A l’appui de son recours et en fait, le demandeur passe en revue les rétroactes, tels que repris ci-avant, tout en précisant avoir accusé réception de l’arrêté ministériel litigieux du 17 janvier 2020 « (…) sous réserve de tous autres droits et voies de recours quant à la nomination dans le grade de traitement F8. (…) ».

Il fait encore état d’un courrier du 24 janvier 2020 du Syndicat national de la Police grand-ducale Luxembourg adressé au ministre afin de lui faire part des problèmes affectant les nominations au groupe de traitement B1 et plus particulièrement les nominations dans un des grades de traitement, ledit syndicat sollicitant une nomination dans un des grades de traitement du niveau supérieur du groupe de traitement B1, à savoir au moins dans le grade de traitement F10, demande par rapport à laquelle le ministre répondit, le 29 janvier 2020 en confirmant la nomination au grade de traitement général F8 au motif que les fonctionnaires seraient tous classés dans le grade F7 du groupe de traitement C1 et que le grade immédiatement supérieur dans le nouveau groupe de traitement B1 serait le grade de traitement F8.
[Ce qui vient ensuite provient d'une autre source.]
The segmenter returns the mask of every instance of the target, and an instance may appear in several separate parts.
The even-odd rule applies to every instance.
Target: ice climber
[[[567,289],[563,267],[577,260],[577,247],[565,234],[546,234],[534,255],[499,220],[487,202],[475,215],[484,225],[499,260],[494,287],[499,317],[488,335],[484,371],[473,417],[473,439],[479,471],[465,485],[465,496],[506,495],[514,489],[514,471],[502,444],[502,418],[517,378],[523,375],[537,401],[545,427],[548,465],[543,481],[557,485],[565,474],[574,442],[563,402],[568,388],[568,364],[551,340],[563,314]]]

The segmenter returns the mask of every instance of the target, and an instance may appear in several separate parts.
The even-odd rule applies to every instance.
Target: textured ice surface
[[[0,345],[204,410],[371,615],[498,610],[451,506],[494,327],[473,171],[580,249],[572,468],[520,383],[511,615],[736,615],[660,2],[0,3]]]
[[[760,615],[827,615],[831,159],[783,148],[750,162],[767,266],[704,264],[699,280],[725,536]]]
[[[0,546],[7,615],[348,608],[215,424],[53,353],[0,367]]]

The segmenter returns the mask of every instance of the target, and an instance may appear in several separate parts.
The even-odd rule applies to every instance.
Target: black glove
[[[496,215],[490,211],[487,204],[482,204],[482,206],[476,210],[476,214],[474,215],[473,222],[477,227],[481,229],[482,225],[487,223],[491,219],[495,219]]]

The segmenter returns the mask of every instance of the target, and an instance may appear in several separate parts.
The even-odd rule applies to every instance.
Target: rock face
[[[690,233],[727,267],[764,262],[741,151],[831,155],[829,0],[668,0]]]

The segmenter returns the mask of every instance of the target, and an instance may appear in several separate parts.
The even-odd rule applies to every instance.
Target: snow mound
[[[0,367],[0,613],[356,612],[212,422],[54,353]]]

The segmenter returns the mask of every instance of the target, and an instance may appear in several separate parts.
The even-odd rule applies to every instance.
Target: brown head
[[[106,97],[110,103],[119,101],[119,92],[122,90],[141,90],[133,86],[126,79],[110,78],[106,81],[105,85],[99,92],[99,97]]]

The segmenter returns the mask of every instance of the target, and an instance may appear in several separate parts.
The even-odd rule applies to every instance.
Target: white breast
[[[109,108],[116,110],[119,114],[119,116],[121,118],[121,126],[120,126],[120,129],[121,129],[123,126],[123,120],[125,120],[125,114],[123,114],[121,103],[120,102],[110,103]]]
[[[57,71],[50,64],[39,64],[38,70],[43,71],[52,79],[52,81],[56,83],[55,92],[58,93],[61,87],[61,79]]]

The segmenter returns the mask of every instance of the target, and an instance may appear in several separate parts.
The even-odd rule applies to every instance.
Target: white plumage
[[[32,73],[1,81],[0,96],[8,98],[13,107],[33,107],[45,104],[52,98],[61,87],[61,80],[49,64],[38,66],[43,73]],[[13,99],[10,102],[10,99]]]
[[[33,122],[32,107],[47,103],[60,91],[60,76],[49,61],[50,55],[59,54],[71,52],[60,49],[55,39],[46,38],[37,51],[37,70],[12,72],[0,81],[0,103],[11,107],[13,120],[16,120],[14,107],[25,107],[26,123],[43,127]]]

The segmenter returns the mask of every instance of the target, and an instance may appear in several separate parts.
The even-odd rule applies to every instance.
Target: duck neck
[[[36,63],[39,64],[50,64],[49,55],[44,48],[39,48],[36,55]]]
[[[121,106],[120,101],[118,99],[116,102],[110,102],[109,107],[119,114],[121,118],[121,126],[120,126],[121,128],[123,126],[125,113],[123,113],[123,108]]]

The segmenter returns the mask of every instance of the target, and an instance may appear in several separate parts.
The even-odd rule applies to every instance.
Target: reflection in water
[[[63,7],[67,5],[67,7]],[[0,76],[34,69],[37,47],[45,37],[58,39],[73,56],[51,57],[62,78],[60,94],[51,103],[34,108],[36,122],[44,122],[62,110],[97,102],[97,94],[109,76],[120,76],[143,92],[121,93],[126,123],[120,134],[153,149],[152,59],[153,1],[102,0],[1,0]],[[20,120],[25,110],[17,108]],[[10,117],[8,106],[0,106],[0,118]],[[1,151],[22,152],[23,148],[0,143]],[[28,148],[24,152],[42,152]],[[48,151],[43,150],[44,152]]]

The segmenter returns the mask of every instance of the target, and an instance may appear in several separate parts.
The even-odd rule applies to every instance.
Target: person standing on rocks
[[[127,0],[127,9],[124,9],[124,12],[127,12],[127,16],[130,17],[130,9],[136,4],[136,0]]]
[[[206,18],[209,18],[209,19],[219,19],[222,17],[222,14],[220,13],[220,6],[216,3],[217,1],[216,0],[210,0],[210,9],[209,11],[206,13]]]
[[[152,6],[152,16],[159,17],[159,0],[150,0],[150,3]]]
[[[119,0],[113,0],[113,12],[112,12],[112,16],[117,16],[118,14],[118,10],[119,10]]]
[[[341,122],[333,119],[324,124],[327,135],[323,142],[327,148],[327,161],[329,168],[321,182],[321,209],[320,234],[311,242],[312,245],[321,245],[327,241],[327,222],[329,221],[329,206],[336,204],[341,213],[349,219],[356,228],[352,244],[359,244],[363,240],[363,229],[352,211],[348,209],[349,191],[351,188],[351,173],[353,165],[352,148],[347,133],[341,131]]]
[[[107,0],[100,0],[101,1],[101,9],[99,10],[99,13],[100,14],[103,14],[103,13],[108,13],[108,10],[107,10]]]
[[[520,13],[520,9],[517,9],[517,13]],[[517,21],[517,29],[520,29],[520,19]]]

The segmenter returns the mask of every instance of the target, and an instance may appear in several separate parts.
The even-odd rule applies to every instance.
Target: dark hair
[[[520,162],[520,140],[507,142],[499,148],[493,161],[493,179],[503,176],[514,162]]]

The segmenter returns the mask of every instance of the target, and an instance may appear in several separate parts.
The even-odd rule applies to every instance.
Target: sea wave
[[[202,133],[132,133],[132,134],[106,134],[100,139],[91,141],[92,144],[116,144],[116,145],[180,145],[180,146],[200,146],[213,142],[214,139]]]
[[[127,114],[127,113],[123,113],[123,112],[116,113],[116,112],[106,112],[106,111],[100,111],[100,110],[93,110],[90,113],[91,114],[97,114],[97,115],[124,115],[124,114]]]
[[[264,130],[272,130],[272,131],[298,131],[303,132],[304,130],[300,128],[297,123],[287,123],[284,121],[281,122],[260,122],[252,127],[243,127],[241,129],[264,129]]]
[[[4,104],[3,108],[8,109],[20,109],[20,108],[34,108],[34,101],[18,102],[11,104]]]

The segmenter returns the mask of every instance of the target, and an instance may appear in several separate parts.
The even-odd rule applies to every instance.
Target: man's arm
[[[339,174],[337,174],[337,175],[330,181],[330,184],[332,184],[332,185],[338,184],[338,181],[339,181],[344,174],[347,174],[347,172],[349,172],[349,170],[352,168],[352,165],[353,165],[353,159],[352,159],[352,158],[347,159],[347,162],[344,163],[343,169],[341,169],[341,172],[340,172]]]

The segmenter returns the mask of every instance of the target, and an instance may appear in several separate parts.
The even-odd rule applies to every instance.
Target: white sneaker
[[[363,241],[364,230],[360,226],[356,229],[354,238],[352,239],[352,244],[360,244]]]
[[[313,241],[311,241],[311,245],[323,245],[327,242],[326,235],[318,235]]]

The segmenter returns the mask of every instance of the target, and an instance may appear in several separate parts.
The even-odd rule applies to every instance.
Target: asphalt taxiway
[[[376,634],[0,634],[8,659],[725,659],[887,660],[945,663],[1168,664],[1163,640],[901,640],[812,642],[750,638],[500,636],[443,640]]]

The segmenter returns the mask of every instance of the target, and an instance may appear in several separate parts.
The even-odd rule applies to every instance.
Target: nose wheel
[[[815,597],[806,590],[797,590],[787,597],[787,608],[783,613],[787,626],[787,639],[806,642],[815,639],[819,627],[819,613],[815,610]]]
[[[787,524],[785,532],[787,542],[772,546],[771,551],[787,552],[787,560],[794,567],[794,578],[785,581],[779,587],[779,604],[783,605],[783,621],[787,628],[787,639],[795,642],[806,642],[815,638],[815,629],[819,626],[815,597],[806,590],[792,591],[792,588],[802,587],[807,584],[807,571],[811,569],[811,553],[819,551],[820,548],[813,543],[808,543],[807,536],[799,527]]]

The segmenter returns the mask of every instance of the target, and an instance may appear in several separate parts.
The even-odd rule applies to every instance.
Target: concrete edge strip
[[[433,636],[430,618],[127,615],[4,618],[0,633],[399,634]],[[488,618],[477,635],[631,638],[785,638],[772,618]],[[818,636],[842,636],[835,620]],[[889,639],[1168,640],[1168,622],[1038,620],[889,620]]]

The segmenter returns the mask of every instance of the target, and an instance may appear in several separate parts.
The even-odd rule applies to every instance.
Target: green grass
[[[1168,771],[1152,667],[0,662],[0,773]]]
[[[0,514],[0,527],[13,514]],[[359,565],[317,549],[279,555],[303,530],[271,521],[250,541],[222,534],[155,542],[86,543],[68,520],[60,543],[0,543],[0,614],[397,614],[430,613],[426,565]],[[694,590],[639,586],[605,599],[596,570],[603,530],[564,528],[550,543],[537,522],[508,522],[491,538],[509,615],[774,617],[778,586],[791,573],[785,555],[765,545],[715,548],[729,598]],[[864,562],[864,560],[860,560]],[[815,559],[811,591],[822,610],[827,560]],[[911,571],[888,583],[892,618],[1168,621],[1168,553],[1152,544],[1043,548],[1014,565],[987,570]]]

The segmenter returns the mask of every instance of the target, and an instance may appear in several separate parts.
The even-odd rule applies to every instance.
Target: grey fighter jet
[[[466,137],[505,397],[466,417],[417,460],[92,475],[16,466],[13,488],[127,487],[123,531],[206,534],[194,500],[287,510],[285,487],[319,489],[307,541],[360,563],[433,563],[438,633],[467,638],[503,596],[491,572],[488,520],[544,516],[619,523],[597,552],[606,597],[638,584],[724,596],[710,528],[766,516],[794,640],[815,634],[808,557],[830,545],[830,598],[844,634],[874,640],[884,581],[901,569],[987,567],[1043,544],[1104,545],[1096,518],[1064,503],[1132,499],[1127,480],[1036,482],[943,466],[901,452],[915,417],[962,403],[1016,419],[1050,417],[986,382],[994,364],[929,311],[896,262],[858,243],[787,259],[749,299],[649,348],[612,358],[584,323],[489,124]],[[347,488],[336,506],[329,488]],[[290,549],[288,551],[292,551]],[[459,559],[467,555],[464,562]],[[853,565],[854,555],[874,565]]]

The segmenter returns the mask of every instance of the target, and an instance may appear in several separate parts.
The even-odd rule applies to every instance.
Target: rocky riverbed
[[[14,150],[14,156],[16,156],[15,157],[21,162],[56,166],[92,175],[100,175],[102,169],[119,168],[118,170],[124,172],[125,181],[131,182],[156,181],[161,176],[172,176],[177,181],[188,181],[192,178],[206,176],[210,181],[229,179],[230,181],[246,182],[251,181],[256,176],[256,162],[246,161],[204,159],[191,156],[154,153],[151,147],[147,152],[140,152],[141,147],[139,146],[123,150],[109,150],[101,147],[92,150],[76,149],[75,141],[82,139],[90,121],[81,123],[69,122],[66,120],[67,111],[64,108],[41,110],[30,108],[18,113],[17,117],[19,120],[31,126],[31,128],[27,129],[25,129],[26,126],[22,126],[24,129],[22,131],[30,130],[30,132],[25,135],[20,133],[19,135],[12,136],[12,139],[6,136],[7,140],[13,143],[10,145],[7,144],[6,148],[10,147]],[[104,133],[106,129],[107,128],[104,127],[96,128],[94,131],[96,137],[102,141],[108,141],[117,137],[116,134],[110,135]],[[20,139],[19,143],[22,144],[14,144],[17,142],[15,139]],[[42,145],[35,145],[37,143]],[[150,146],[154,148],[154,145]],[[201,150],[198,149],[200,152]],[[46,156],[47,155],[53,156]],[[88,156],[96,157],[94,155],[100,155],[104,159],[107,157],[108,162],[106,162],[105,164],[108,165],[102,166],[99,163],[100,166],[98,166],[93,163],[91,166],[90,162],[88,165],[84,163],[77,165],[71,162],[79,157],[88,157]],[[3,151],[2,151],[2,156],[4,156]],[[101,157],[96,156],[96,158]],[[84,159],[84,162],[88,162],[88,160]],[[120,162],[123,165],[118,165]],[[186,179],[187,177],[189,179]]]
Le demandeur met finalement en exergue avoir adressé, le 10 mars 2020, une lettre formelle de réclamation au ministre d’Etat, afin de solliciter une nomination, au minimum, au grade de traitement F10 au lieu du grade F8, réclamation ayant été déclarée irrecevable le 6 avril 2020, alors que tout recours contre un arrêté ministériel de nomination devrait être porté devant le tribunal administratif statuant comme juge du fond.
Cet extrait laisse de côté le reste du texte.